Publicado: 27/09/2019 às 07:32

Foto: Peu Ricardo/DP/

Foto: Peu Ricardo/DP/

À medida que envereda na história das lutas dos moradores da Vila Santa Luzia pela casa própria, José Basílio da Silva segura a respiração. A emoção vai dominando o narrador, um líder comunitário. Em determinado momento, ele não segura. Chora. É compreensível. As ruas largas e de comércio movimentado e os imóveis de alvenaria e piso de cerâmica da vila, no bairro da Torre, estão a anos-luzes das descrições feitas por José Basílio do que eram os becos, casebres e barracos de madeira em que residiam as famílias que para ali se mudaram, na década de 1980. “Embora os moradores não saibam, a vila é fruto de muita determinação, noites de pouco sono, reuniões e conversas”, resume José Basílio. Aos 71 anos, com os movimentos de uma perna limitados devido a uma amputação – “coisa da diabetes” – o líder comunitário é o que os moradores mais antigos chamam de “a memória viva da vila”. A memória merece ser preservada, segundo ele, para mostrar o quanto melhorou a qualidade de vida das pessoas e o quanto vale uma causa justa.

Antes de se mudar para a Vila Santa Luzia, construída por um projeto da Prefeitura do Recife, José Basílio morava na Vila da Prata, favela às margens do Rio Capibaribe. A casa dele em madeirite era um palacete em relação à parte das demais, pois eram amontoados de madeira, papelão e plástico. “Olho para minha casa e vejo que tenho mais do merecia. Deus me deu o que nunca pensei em ter”, afirmou.

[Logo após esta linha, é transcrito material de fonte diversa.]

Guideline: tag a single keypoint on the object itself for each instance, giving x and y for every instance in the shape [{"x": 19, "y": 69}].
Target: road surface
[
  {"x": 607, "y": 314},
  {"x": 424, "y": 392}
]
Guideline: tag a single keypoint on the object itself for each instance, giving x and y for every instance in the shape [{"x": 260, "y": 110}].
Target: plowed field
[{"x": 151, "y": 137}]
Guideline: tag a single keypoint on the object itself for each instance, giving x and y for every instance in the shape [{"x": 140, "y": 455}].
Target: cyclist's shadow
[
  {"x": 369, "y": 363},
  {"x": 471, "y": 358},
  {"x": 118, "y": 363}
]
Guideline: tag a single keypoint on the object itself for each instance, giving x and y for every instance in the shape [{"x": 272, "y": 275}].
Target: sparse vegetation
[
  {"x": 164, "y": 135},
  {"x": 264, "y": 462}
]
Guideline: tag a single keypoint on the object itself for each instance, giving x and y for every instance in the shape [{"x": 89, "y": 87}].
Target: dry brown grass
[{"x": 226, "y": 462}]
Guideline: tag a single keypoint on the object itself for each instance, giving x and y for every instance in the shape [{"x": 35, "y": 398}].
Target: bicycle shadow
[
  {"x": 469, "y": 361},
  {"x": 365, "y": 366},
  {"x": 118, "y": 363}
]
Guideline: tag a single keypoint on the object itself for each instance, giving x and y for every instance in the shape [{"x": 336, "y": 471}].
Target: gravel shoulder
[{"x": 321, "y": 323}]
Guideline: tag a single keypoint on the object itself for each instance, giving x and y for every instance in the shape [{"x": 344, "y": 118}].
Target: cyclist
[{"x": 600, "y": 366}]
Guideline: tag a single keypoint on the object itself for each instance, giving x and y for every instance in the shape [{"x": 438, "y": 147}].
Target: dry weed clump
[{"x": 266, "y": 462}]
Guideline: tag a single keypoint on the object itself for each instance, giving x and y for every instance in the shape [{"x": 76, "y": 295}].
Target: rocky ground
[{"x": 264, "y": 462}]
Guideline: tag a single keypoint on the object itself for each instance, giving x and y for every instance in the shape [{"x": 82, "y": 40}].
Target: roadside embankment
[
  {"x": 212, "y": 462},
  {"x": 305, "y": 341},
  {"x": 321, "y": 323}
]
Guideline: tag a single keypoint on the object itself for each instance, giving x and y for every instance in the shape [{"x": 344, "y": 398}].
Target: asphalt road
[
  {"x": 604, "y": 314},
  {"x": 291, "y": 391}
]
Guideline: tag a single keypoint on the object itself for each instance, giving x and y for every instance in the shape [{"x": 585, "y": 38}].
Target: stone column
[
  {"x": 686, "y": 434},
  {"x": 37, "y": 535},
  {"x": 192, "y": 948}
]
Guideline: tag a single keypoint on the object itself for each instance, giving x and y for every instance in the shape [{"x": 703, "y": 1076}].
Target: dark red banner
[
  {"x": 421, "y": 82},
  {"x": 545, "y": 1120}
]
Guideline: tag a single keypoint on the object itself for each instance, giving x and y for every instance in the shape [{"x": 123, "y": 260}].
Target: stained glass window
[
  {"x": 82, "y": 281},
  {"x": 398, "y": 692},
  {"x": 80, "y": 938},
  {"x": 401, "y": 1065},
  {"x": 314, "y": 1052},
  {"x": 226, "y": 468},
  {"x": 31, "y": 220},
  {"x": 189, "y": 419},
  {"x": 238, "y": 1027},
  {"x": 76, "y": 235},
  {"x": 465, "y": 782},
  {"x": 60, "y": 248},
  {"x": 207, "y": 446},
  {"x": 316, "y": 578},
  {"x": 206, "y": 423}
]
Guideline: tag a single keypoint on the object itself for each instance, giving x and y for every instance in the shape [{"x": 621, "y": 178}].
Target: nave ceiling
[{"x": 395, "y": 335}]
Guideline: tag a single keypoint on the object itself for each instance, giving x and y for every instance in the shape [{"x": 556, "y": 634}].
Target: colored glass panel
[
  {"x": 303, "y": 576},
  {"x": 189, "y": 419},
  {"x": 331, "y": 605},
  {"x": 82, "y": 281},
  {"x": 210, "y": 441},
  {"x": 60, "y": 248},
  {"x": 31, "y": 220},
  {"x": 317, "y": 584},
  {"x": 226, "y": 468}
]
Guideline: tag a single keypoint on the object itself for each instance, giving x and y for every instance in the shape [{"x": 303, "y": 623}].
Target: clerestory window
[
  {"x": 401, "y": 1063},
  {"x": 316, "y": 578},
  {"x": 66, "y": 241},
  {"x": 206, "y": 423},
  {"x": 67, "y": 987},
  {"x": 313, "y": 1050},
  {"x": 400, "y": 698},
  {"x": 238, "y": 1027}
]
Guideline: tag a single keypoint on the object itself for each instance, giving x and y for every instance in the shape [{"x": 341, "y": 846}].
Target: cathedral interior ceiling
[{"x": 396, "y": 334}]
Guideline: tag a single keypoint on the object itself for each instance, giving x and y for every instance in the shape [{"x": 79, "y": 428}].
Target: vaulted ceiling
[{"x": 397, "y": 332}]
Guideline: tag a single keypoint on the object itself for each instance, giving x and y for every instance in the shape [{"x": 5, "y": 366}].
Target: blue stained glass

Entre os barracos mais pobres da época estava o de Ana Soares de Lira, 74. Era um vão para cinco pessoas: ela, o marido e três filhos. “Passamos da água para o vinho”, conta, enquanto aguarda compradores para os seus bolos e salgados, expostos em uma mesa na calçada. As calçadas da vila, diga-se, têm mais do que função arquitetônica, têm função social. Aos fins de tarde, enchem-se de moradores. Joga-se conversa fora. Parece cidade de interior, em uma tranqüilidade que se diferencia da fama de que a vila é lugar violento. “Conheço gente que perdeu filhos para a violência, mas não é a violência que nos impede de sentar na calçada, falar com o vizinho”, disse a aposentada.

O líder comunitário trabalhou na fábrica, fechada em 1982, integrou grupos que reivindicavam a construção das casas para os ocupantes das margens do Capibaribe e de lugares para a prática de esportes e de lazer. O campo é resultado disso. Passadas três décadas da transferência de cerca de 250 famílias da Vila da Prata para as novas casas, a Vila Santa Luzia tem aproximadamente 15 mil habitantes. As famílias não vieram somente da Vila da Prata. Vieram das favelas Apulso, Formigueiro e Vintém. Foi um projeto construído em etapas e a partir de uma organização surgida com o apoio da Igreja Católica. Por mais de uma vez, o então arcebispo de Olinda e Recife, dom Helder Camara, esteve na Vila da Prata. “O nome da vila seria Nova Torre, mas por uma solicitação nossa mudou para Santa Luzia”, revelou José Basílio. Ele assinou o ofício que pedia a troca do nome.